Thanks for the replys...

*aquariam*... The "crinkly" plant is Aponogeton ulvaceus. I do *not* have Co2 or a lot of light. For some reason this plant thrives in my set up.


----------



## Isis24 (Dec 10, 2008)

It sounds like you're doing all the right things. Maybe they're too young still? How big are they?

My Bolivians bred once a month at a pH of 7.4 and temperature of 79. I bought a pair and waited to see what they would do. After a week and a half, I added a few more bolivians, and a big male out of that group 'chose' the female from the first pair. I took out all the other Bolivians and within about 4 days, they had spawned. I don't know what to tell you :-( Sometimes it takes a lot of patience.

I agree with the bloodworms comment. Try that.

Sand is also pretty important for eartheaters. If You don't want to take out all your substrate, you can put a patch of sand in one part of the tank. If you surround it with stones, it won't be as likely to mix with your other substrate. Sand looks much better though, so you may eventually want to switch to it anyway :wink: It also only costs about $3 for an entire 50lb bag, which might be all you'll need for this tank. Your tank looks great though--it seems like the fish have sufficient cover to feel comfortable. Their coloring also tells me that they're pretty comfortable in their new home. Good job with that :thumb:

Good luck!


----------



## Evan805 (Apr 19, 2010)

This is my first time keeping cichlids and I love the personality of the bolivian rams. Do you guys think their tank mates might be keeping them from spawning? I have 8 tiger barbs in there with the rams. I think I have the space to add one more female.

I feed them freeze dried bloodwoorms a couple times a week, maybe I'll buy some frozen bloodworms to try out.

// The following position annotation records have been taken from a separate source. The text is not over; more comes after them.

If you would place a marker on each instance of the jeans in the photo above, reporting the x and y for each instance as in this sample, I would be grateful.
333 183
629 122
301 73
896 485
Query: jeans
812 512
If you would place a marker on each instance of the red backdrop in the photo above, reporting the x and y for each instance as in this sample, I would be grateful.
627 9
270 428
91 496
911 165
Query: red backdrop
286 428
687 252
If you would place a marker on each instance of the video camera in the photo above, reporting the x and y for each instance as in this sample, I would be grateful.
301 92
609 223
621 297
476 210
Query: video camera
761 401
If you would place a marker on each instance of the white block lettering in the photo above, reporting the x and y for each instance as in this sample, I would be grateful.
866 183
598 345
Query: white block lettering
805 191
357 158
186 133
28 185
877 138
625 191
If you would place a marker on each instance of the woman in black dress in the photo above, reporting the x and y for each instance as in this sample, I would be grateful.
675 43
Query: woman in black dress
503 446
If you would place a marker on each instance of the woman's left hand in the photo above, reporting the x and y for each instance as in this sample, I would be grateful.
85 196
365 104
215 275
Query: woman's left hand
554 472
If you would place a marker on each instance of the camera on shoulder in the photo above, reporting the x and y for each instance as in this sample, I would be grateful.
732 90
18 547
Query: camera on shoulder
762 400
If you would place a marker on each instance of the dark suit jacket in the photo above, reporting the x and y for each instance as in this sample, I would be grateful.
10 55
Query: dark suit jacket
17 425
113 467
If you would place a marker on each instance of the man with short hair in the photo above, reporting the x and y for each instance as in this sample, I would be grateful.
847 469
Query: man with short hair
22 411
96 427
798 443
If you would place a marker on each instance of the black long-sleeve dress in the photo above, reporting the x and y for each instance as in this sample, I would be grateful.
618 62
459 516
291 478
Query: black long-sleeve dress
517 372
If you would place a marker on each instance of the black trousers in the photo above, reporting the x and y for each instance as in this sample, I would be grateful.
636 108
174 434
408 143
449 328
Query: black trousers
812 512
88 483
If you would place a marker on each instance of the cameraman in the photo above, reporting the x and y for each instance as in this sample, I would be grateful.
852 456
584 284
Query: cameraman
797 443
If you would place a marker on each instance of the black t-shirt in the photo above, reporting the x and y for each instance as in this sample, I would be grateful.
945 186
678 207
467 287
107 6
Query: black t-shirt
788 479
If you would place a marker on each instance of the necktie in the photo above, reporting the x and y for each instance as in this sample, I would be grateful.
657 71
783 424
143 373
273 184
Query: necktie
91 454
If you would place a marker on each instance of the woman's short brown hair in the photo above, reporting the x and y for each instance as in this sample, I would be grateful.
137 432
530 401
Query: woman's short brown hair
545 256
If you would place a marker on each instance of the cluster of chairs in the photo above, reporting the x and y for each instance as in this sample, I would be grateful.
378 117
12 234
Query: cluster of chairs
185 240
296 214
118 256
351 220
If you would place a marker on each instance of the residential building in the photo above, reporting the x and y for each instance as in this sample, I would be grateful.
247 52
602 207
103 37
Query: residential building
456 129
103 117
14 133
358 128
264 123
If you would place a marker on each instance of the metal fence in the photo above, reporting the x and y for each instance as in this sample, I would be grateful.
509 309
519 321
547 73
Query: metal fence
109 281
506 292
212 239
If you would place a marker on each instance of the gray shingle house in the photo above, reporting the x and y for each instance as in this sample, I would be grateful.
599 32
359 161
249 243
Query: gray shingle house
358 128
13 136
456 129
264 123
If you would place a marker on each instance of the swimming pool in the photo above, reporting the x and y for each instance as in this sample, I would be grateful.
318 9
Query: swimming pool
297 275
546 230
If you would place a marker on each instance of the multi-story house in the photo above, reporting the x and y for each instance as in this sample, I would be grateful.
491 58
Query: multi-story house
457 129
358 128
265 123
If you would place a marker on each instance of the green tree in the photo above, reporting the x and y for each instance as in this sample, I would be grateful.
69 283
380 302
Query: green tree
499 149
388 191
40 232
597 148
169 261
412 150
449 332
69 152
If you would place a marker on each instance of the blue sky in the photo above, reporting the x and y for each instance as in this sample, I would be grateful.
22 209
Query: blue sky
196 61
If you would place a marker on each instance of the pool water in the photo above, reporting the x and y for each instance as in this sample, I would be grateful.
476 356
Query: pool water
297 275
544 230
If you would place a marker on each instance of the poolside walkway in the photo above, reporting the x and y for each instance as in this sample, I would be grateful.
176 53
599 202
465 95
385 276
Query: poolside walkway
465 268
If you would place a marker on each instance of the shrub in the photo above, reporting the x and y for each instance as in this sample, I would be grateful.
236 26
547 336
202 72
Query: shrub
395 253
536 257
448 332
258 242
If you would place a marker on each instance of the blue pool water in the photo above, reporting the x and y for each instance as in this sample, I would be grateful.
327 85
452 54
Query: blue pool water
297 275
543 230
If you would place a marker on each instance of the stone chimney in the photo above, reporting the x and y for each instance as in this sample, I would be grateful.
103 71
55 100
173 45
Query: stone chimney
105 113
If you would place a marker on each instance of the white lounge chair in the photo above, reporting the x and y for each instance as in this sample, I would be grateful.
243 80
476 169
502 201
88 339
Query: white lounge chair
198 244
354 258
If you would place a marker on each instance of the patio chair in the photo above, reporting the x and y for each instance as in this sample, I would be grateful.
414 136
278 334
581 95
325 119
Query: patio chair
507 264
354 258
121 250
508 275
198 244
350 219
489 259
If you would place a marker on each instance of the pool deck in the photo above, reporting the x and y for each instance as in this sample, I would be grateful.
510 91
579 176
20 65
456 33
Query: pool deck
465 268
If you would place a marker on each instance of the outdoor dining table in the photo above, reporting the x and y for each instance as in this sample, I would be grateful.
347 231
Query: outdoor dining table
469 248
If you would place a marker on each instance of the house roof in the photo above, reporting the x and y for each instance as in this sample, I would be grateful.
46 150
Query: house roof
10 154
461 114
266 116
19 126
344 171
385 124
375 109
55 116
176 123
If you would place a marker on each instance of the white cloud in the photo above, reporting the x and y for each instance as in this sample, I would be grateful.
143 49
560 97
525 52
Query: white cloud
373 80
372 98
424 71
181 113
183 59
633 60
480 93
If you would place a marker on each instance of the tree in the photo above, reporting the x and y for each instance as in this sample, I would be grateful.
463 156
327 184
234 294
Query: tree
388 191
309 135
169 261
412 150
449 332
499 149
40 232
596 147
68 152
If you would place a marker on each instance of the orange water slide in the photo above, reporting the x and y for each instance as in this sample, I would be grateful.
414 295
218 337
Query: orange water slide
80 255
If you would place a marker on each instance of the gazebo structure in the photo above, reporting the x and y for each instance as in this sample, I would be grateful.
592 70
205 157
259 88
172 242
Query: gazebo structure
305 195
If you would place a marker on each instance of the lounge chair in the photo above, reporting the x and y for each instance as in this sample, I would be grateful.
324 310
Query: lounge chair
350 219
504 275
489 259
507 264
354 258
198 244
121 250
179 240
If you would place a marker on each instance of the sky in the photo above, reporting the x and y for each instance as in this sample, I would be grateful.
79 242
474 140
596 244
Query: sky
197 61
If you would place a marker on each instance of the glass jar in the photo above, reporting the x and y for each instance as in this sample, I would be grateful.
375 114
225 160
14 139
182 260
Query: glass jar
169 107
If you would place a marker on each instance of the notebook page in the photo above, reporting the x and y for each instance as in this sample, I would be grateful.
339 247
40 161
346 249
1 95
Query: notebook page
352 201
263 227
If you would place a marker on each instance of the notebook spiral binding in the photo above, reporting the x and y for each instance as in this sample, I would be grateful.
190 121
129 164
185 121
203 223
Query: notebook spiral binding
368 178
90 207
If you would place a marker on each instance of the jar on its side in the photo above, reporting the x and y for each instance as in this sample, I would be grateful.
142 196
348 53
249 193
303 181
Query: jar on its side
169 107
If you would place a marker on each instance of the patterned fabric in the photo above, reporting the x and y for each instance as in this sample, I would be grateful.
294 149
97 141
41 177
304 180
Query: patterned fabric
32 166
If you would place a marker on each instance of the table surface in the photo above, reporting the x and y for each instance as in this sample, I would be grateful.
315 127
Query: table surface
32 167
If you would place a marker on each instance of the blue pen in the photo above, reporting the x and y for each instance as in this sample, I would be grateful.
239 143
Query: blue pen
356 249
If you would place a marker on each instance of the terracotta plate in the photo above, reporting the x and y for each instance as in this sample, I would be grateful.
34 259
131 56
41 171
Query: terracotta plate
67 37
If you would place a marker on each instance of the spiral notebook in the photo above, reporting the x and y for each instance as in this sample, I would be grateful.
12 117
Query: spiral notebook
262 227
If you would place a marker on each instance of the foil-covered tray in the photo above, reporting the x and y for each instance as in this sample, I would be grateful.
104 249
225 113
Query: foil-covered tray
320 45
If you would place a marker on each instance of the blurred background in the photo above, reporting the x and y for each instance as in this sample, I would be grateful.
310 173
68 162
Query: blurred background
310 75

I would love to go 100% sand, but I have so many plants... I'll try adding a patch of sand to the front of the tank as Isis24 suggested. I have been wanting to add a patch and I think the light color of PFS would blend nice into the light color of my gravel.

Thanks for all the advice!


----------



## xTmDarren (Apr 27, 2009)

Mine just spawned with a ph of 6.8, temp at 78.. with PFS...

Also it took all of 5 to 6 months for mine to pair up and have little babies 

best of luck


----------



## Cvurb (Apr 12, 2010)

I have had two successful spawnings with Bolivians (My pair still has some fry with them). 
At first I had all gravel, then I slowly started switching to sand in patches, but now most of the tank is sand! The Bolivians really do not like gravel. pH is not really and issue with Bolivians (But they prefer more acidic) and they love plants. Mine were 2-3 months old from the first time they spawned, and the males have more of a orange instead of yellow. The female gets very beautiful when she has a batch of fry too.
Good luck!


----------



## Evan805 (Apr 19, 2010)

Awesome..

Cvurb, I'm assuming you have a planted tank... How did you incorporate the sand with your plants? I'm gonna make a sandy patch in the front of my tank where I do not have any plants.


----------



## Newbreed (Feb 23, 2009)

My 50g tank has 1 pair of rams and 1 pair of angel fish. 2 amazon swords lined against the back and 6 river stones rounded along the back and on top of plants. My swords are lightly out of the sand to create a nice root system but still rooted enough to give them nutrition.

I currently am housing my first double spawn and hopefully my first good ram spawn. The parents seem to be doing well and the first few times it was the female doing all the work the male is chipping in now and it looks great. my angel fish have also spawned right on my filter lol. i have a fluval so intake valve is now covered with eggs. Just thought id give my 2 cents


----------



## Evan805 (Apr 19, 2010)

well you guys...

I add a nice little patch of sand to the front of the tank and the rams love it!

...stupid me forgot about my assassian snalis and now I can't find them anywhere. I hope they'll be able to dig them selfs out of the gravel. :-?


----------



## Evan805 (Apr 19, 2010)

The dominate male wont let anyone near his sand...


----------



## Newbreed (Feb 23, 2009)

The reason being is because you have created the perfect spawning point for them ... A female ram will chalange your male soon enough watch out for a pair!!!


----------



## Evan805 (Apr 19, 2010)

Newbreed said:


> The reason being is because you have created the perfect spawning point for them ... A female ram will chalange your male soon enough watch out for a pair!!!


I feel like I'm finally on the right track... Shortly after posting thoes pictures with the sand the dominate male let the larger of my female into the "sandy area." He continued to chase off the other rams, but would allow the one female to hang out. Then for the first time I noticed him gill flaring and body curling when she was near. This went on for a hour or two until the lights went out.

Thank you all for your input... If anything exciting happens I'll post updated pictures in the *BRC = Bolivian Ram Club* thread.


----------



## Isis24 (Dec 10, 2008)

That's great! It definitely sounds like something is going to happen


----------



## Cvurb (Apr 12, 2010)

NICE! I just removed the plants then replanted them. But you will definately have a spawn, good job! It will go on for about a day, and the male and then the female will start twitching.


----------